Jonathan Mark’s “Freedom Summer Memories” (July 18) evoked recollections of a once powerful black-Jewish alliance. As a participant in this righteous struggle, I can testify to the accuracy of his narrative except for one assertion, namely, that this common effort was “beautiful” but tragically short.
In point of fact, Jewish philanthropists like the co-owner of Sears Roebuck, Julius Rosenwald, donated generous amounts of money to Negro (the appropriate rubric then) education over 100 years ago. The Spingarn brothers played a pivotal role in the creation of the NAACP back in 1909. Subsequently, lawyer Jack Greenberg served as chief counsel for the NAACP for many years. While it is true that this dynamic coalition was frayed during the turbulent years starting in the late 1960s, certain black leaders disavowed anti-Semitism despite confrontations over education in Brooklyn’s Ocean-Hill Brownsville School District. Baseball pioneer Jackie Robinson saved an elderly Jewish man from an angry mob in Harlem. In his New York Post column, he admonished Malcolm X for his diatribes against Jews. He wrote in defense of the Schiffman family: owners of the famous Apollo Theater. In his final book, a revised autobiography, “I Never Had It Made,” written with Alfred Duckett, Robinson supported a continuation of the black-Jewish alliance.

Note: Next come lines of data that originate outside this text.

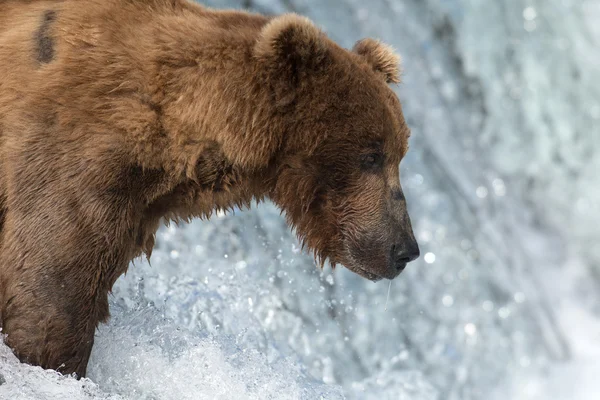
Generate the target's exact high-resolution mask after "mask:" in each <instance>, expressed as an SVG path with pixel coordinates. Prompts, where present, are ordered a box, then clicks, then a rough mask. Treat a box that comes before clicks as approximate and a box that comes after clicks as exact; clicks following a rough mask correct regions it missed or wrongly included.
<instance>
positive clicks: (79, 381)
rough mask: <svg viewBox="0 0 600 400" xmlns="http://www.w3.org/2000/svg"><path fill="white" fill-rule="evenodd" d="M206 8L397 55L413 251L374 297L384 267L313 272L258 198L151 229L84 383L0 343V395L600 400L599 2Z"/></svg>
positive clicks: (110, 397)
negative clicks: (419, 259)
mask: <svg viewBox="0 0 600 400" xmlns="http://www.w3.org/2000/svg"><path fill="white" fill-rule="evenodd" d="M209 3H211V4H212V5H215V6H219V7H223V6H224V5H225V4H226V5H229V6H235V7H239V6H241V5H242V4H244V5H247V4H250V5H251V6H252V7H253V8H254V9H255V10H258V11H262V12H268V13H278V12H284V11H290V10H293V11H296V12H299V13H302V14H306V15H308V16H309V17H311V18H312V19H314V20H315V21H316V22H317V23H318V24H320V25H322V26H324V27H325V28H326V29H327V31H328V33H329V34H330V35H331V36H332V37H333V38H334V39H335V40H337V41H339V42H340V43H341V44H343V45H344V46H346V47H351V46H352V44H353V43H354V42H355V41H356V40H358V39H359V38H360V37H364V36H374V37H379V38H382V39H383V40H385V41H387V42H390V44H392V45H394V46H395V47H396V48H397V49H399V51H400V53H401V54H402V55H403V59H404V70H405V76H404V83H403V84H402V85H400V86H399V87H398V93H399V95H400V97H401V99H402V102H403V106H404V112H405V116H406V119H407V121H408V124H409V125H410V126H411V128H412V137H411V150H410V151H409V153H408V156H407V157H406V159H405V160H404V161H403V164H402V166H401V169H402V184H403V186H404V188H405V191H406V196H407V198H408V204H409V207H410V214H411V217H412V220H413V225H414V227H415V233H416V236H417V239H418V241H419V244H420V246H421V248H422V249H423V253H424V254H426V255H427V257H423V259H421V260H418V261H416V262H414V263H411V264H410V265H409V266H408V267H407V268H406V270H405V271H404V272H403V273H402V275H400V277H399V278H397V280H396V283H395V285H396V289H395V295H394V297H393V298H390V297H389V293H390V290H391V287H390V286H388V291H387V296H386V299H385V304H386V306H385V309H386V310H385V311H387V312H385V313H383V312H381V310H380V309H378V307H377V304H381V303H382V301H383V296H385V293H384V292H385V289H384V288H385V286H382V285H384V284H383V283H378V284H373V283H371V282H368V281H366V280H363V279H361V278H359V277H357V276H355V275H353V274H351V273H350V272H348V271H345V270H343V269H342V268H338V269H336V270H335V271H333V272H330V271H329V270H327V271H324V272H321V271H320V270H318V269H317V268H316V267H315V266H314V263H313V261H312V260H311V259H310V257H308V256H306V255H305V254H303V253H302V252H300V251H299V248H298V247H299V246H298V243H297V241H296V239H295V238H294V236H293V234H292V233H291V232H290V231H289V229H288V228H287V227H286V226H285V222H284V220H283V218H282V217H281V216H280V215H279V211H278V210H276V209H275V207H273V205H271V204H264V205H261V206H260V207H258V208H256V209H254V210H252V211H250V212H242V213H240V212H238V213H236V215H225V216H223V215H219V216H216V217H215V218H214V219H213V220H211V221H208V222H200V221H196V222H194V223H193V224H190V225H187V226H183V227H180V228H175V227H170V228H163V229H161V230H160V232H159V234H158V238H157V248H156V250H155V251H154V254H153V256H152V265H153V267H150V265H149V264H148V263H146V262H142V261H137V262H136V263H135V265H132V266H131V268H130V270H129V273H128V274H127V276H125V277H123V278H121V279H120V280H119V281H118V282H117V284H116V286H115V290H114V295H113V297H112V298H111V312H112V315H113V318H112V319H111V321H110V322H109V324H107V325H103V326H101V327H100V329H99V330H98V334H97V338H96V346H95V347H94V351H93V353H92V357H91V360H90V365H89V378H90V379H86V380H82V381H75V380H74V379H72V378H69V377H61V376H58V375H57V374H55V373H53V372H50V371H42V370H40V369H38V368H34V367H30V366H26V365H24V364H20V363H18V362H17V361H16V360H15V358H14V356H12V354H11V353H10V351H9V350H8V349H7V348H6V346H4V345H2V344H1V343H0V399H36V400H37V399H55V398H69V399H84V398H85V399H90V398H93V399H121V398H127V399H147V398H155V399H170V398H177V399H188V398H189V399H196V398H199V399H202V398H250V399H267V398H273V399H280V398H289V399H315V398H323V399H337V398H350V399H411V400H434V399H440V400H441V399H444V400H446V399H449V400H458V399H460V400H470V399H492V400H495V399H504V398H510V399H515V400H534V399H535V400H537V399H539V400H545V399H548V398H552V399H556V400H592V399H597V398H600V390H599V389H600V385H599V384H598V383H597V382H596V379H595V377H596V376H597V374H598V373H599V372H600V371H598V367H597V366H596V365H597V362H596V361H597V358H598V356H599V355H600V351H599V349H600V344H599V343H598V342H599V340H598V332H600V323H599V322H598V321H599V320H600V319H599V315H600V298H599V297H600V288H599V286H600V284H599V282H598V278H597V277H598V276H600V268H598V265H600V248H599V247H598V246H597V245H596V244H597V243H598V241H599V240H600V237H599V234H598V229H597V227H598V226H600V210H599V209H598V206H597V205H598V204H600V181H599V180H600V178H599V176H598V174H597V171H599V170H600V141H599V140H597V139H598V138H597V135H596V134H594V133H593V132H596V131H597V126H598V120H600V102H599V100H598V99H600V93H598V91H600V88H599V87H598V85H597V84H596V83H597V82H598V80H599V79H600V71H599V67H598V66H599V65H600V64H599V63H598V57H599V56H598V51H597V50H598V49H597V44H596V43H599V39H600V29H599V28H598V24H597V18H598V17H600V7H599V6H598V4H597V3H596V2H593V1H585V2H576V1H572V0H548V1H544V2H539V1H529V2H523V1H520V0H518V1H517V0H507V1H502V2H485V1H474V0H446V1H439V0H404V1H394V0H374V1H371V2H368V4H367V3H366V2H364V1H362V0H361V1H359V0H344V1H338V2H322V1H317V0H286V1H276V0H255V1H250V2H247V1H244V2H242V1H241V0H240V1H234V0H231V1H218V2H217V1H216V0H214V1H210V2H209ZM525 3H527V4H525ZM574 116H577V117H576V118H575V117H574ZM142 277H143V279H142Z"/></svg>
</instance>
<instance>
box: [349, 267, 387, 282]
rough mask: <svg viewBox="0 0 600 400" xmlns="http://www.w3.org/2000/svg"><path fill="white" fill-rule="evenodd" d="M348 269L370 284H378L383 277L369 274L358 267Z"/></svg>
mask: <svg viewBox="0 0 600 400" xmlns="http://www.w3.org/2000/svg"><path fill="white" fill-rule="evenodd" d="M348 269H349V270H350V271H352V272H354V273H355V274H358V275H360V276H362V277H363V278H366V279H368V280H370V281H371V282H379V281H380V280H382V279H383V276H379V275H377V274H374V273H372V272H369V271H367V270H365V269H363V268H360V267H358V266H354V267H353V268H348Z"/></svg>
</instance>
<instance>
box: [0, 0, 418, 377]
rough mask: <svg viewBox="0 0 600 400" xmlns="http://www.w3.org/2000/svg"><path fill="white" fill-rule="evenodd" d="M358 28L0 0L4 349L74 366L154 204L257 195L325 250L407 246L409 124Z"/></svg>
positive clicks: (233, 13)
mask: <svg viewBox="0 0 600 400" xmlns="http://www.w3.org/2000/svg"><path fill="white" fill-rule="evenodd" d="M362 43H363V44H362V45H359V46H358V48H357V51H355V52H351V51H348V50H345V49H342V48H341V47H339V46H337V45H336V44H335V43H333V42H332V41H331V40H330V39H328V38H327V37H326V35H324V34H323V33H322V32H321V31H320V30H319V29H318V28H317V27H316V26H315V25H314V24H313V23H312V22H310V21H309V20H307V19H306V18H303V17H300V16H297V15H284V16H281V17H276V18H268V17H264V16H261V15H257V14H250V13H245V12H237V11H214V10H210V9H207V8H204V7H201V6H199V5H196V4H193V3H189V2H187V1H184V0H47V1H42V0H40V1H36V0H31V1H20V0H2V1H0V249H1V250H0V251H1V252H0V326H1V327H2V332H3V333H5V334H7V337H6V342H7V343H8V345H9V346H11V347H12V348H13V349H14V351H15V353H16V354H17V355H18V356H19V357H20V358H21V360H23V361H27V362H30V363H32V364H37V365H41V366H43V367H46V368H54V369H57V370H59V371H61V372H64V373H71V372H76V373H77V374H78V375H79V376H83V375H85V371H86V365H87V360H88V357H89V354H90V350H91V347H92V343H93V339H94V330H95V329H96V326H97V324H98V323H99V322H101V321H105V320H106V319H107V318H108V315H109V314H108V301H107V294H108V292H109V291H110V289H111V287H112V285H113V284H114V282H115V280H116V279H117V278H118V277H119V276H120V275H121V274H123V273H124V272H125V271H126V269H127V267H128V265H129V262H130V261H131V260H132V259H133V258H134V257H137V256H139V255H141V254H143V253H146V255H147V256H148V257H149V256H150V253H151V251H152V247H153V245H154V234H155V232H156V229H157V228H158V226H159V224H160V221H161V220H163V219H171V220H176V221H179V220H188V219H190V218H193V217H209V216H210V215H211V214H212V213H213V212H214V211H215V210H226V209H230V208H232V207H234V206H241V207H244V206H250V203H251V202H252V201H253V200H262V199H264V198H270V199H272V200H273V201H274V202H275V203H276V204H277V205H279V206H280V207H281V208H282V210H283V211H285V214H286V217H287V219H288V221H289V222H290V224H291V225H292V226H293V227H294V228H295V229H296V232H297V233H298V236H299V237H300V239H301V240H302V241H303V243H304V244H305V245H306V246H308V247H309V248H310V249H311V250H312V251H314V253H315V255H316V256H317V257H319V258H320V259H321V260H322V261H324V260H325V259H329V260H330V261H331V262H332V263H333V264H335V263H342V264H344V265H345V266H346V267H348V268H349V269H351V270H353V271H355V272H357V273H359V274H361V275H363V276H365V277H367V278H370V279H380V278H390V279H391V278H394V277H395V276H396V275H397V274H398V273H399V271H400V270H401V268H403V266H404V265H405V263H406V261H410V259H412V258H414V256H415V254H418V250H416V249H417V248H416V243H415V242H414V237H413V234H412V230H411V228H410V220H409V218H408V215H407V213H406V205H405V203H404V201H403V197H402V192H401V188H400V183H399V173H398V164H399V162H400V160H401V158H402V157H403V156H404V154H405V153H406V151H407V140H408V135H409V130H408V128H407V127H406V124H405V122H404V119H403V117H402V111H401V108H400V103H399V101H398V99H397V97H396V95H395V94H394V93H393V92H392V91H391V90H390V89H389V88H388V87H387V85H386V80H387V81H390V82H394V81H396V80H397V79H396V73H395V70H394V68H393V65H392V64H393V63H394V62H395V61H394V60H395V59H394V57H391V56H390V55H389V54H388V53H387V50H385V51H383V50H381V51H380V50H379V49H380V47H375V48H373V44H372V43H371V42H362ZM377 46H380V45H377ZM382 72H383V73H384V74H385V76H382V75H381V73H382ZM386 77H387V78H386Z"/></svg>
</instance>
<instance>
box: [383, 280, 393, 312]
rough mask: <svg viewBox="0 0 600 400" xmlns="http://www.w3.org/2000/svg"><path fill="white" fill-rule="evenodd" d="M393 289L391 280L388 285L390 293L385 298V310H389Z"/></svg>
mask: <svg viewBox="0 0 600 400" xmlns="http://www.w3.org/2000/svg"><path fill="white" fill-rule="evenodd" d="M391 290H392V281H391V280H390V284H389V286H388V295H387V296H386V298H385V308H384V310H385V311H387V303H388V302H389V301H390V291H391Z"/></svg>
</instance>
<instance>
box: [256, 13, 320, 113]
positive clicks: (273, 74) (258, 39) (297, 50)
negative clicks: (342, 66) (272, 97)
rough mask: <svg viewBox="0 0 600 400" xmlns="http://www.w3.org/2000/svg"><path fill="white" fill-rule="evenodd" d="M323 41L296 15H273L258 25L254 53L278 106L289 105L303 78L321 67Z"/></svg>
mask: <svg viewBox="0 0 600 400" xmlns="http://www.w3.org/2000/svg"><path fill="white" fill-rule="evenodd" d="M326 44H327V42H326V39H325V35H324V33H323V32H321V30H319V28H317V27H316V26H315V25H314V24H313V23H312V22H311V21H310V20H309V19H308V18H305V17H302V16H300V15H297V14H284V15H282V16H279V17H276V18H274V19H273V20H271V21H270V22H269V23H268V24H266V25H265V26H264V27H263V28H262V31H261V33H260V36H259V38H258V40H257V42H256V45H255V47H254V55H255V57H256V58H257V59H258V60H259V61H260V62H261V65H260V66H261V68H263V70H264V71H265V72H266V73H267V74H268V77H269V81H270V83H271V85H272V88H273V90H274V95H275V99H276V103H277V106H278V107H286V106H289V105H290V104H292V103H293V102H294V100H295V99H296V89H297V87H298V85H299V84H300V82H301V81H302V79H303V77H304V76H306V75H308V74H310V73H311V72H316V71H318V70H319V69H320V68H321V66H322V65H323V64H324V61H325V60H326V58H327V54H328V50H327V46H326Z"/></svg>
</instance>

Fast-forward to the present and please note that the three Jewish members on the United Sates Supreme Court all manifest a consistent record in support of equal rights in their decisions, often in the minority. Witness [some of the Jewish advisers] behind the successful Obama election campaigns and his appointees to high office. The alleged death of that historic black-Jewish coalition, like the reported demise of Mark Twain during his still creative years, was premature. Let us not close the book on this historic friendship.